Metastasis is the major cause of death in pancreatic ductal adenocarcinoma (PDAC). International sequencing efforts on >800 human primaries gave comprehensive insights into PDAC genetics. In contrast, equivalent studies for “metastasis genetics” were not possible, largely because of a lack of metastatic tissue resources, particularly of treatment-naive ones. Another bottleneck is the scarcity of adequate experimental models recapitulating the multi-step nature of metastasis. As a consequence, the molecular basis of metastasis remains poorly understood.

We developed unique resources and tools for metastasis research and propose to use them at three levels to systematically interrogate the molecular underpinnings of PDAC metastasis.
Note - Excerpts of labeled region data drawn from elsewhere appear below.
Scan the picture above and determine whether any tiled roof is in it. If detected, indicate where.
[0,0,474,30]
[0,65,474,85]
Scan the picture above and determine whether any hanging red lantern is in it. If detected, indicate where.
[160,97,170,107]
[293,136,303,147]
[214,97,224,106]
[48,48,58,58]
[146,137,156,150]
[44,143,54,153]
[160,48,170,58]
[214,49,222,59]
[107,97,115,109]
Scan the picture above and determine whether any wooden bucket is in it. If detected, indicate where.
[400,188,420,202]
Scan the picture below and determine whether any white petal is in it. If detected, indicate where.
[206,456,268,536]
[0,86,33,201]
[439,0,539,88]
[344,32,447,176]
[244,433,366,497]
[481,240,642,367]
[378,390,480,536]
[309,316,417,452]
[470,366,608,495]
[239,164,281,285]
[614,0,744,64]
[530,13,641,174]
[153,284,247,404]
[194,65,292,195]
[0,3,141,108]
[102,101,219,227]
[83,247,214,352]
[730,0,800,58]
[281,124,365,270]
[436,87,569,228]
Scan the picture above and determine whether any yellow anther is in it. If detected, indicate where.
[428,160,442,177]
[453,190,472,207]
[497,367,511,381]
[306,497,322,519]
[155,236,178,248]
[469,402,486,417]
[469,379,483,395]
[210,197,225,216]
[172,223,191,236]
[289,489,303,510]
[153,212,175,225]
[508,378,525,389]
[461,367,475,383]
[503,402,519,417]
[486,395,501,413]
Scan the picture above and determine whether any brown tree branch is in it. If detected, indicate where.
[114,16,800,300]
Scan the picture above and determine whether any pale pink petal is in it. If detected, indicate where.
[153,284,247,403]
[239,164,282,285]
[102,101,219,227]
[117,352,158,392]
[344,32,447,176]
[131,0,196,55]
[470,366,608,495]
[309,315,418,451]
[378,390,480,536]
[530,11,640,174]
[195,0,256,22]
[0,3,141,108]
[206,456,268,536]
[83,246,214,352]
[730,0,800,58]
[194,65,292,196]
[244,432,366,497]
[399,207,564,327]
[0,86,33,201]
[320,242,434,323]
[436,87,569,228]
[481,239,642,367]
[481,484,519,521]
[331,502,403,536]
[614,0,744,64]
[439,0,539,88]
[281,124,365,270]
We will first perform complementary genome-scale surveys for genes and pathways driving metastasis and metastatic organotropism. We will (i) sequence our unique, largely unpublished resource of 1200 metastatic mouse PDAC, (ii) will perform genome-wide in vivo metastasis screens using transposon tools and approaches, which we pioneered in mice, and (iii) will perturb the human metastasis transcriptome and epigenome.

Second, we will validate newly discovered genes using human PDAC cohorts, and through functional studies in mice. We will deploy next-generation metastasis models based on advanced somatic genome engineering. They allow rapid functional studies at an organismal level, thus capturing the complexity of the metastatic cascade.

Third, building on our recent discovery of two prototype PDAC metastasis drivers, we will perform in depth mechanistic studies to identify underlying molecular networks and vulnerabilities.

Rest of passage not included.